# HOOPP PSPA and RRSPs



## TwoTrack (Nov 13, 2019)

My wife has an awesome HOOPP defined benefit pension plan.

Recently (actually 2018, but the CRA notices about RRSP room were just issued), there was a Past Service Pension Adjustment for all of HOOPP - about $18k for her. 

Being fiscally responsible, I had maxed out what room she had for RRSPs, so the $18k PSPA results in negative contribution room. Of $18+k. which typically would mean penalties of 1% per month of over contribution.

However, since it was an 'exempt' PSPA, normally nothing needs to be done, it just means she can't contribute to RRSP until there is positive room again, even if it's 5 yrs or more, don't need to withdraw money, no penalties, etc. And we didn't contribute for 2019.

_This is the bit i have a question about:
_
She has $1300 ish unused contributions available to deduct from previous years. (i've used the $2000 over contribution buffer for years to get that extra little bit of tax deferred growth).
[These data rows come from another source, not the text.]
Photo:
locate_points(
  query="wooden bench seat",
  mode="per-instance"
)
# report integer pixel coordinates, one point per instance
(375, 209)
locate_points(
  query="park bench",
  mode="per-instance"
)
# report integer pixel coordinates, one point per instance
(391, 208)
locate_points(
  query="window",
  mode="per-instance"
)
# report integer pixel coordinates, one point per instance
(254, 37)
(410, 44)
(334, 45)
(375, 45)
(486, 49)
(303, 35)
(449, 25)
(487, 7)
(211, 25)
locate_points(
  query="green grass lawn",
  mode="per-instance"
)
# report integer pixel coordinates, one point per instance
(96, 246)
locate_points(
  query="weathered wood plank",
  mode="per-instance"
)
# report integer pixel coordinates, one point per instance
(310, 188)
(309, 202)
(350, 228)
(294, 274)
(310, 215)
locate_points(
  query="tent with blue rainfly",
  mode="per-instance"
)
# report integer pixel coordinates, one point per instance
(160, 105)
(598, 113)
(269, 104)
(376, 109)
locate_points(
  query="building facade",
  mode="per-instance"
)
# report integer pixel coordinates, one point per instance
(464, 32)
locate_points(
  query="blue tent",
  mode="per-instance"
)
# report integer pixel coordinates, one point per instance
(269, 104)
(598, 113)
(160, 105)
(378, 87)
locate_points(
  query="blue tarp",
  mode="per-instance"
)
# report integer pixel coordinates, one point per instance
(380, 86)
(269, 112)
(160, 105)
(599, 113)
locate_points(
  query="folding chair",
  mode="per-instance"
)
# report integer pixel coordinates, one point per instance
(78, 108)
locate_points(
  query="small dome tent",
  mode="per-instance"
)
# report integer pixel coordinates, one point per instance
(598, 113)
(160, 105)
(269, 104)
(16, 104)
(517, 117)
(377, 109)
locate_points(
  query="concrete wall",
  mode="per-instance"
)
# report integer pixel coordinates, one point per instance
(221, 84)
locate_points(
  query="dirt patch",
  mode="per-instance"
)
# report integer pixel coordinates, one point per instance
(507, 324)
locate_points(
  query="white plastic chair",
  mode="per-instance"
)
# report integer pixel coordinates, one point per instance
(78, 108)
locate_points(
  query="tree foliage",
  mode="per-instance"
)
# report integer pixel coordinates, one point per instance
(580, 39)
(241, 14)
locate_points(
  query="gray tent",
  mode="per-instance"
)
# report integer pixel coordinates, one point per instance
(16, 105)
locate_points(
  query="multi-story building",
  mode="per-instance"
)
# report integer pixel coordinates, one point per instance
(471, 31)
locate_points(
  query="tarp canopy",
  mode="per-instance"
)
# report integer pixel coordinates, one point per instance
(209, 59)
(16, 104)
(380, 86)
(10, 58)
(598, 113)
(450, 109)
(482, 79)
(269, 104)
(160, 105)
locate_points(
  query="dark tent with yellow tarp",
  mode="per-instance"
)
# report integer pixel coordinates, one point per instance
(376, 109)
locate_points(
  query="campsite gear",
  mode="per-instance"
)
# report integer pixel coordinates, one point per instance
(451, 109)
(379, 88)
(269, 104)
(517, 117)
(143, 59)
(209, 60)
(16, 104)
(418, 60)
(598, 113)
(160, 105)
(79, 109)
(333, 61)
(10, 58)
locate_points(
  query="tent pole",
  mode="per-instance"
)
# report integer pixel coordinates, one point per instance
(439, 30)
So the total is now negative $19300.

*Do we have to withdraw the $1300?*

I've called HOOPP who can confirm the basic PSPA exemption doesn't trigger a requirement for the $18k to be withdrawn, but cannot comment on $1300

My first call to CRA was a little disappointing, the person told me we had to withdraw the $18k + the $1300 in January 2020. Both. But didn't really seem to know, was just reading a few things and suggested "to be safe you should just withdraw from RRSP". I will be following up again with CRA.

Any thoughts / knowledge from CMF?


----------



## TwoTrack (Nov 13, 2019)

Crud. I was hoping for some insight. I'm pretty sure I'll be withdrawing the $1300 only.


----------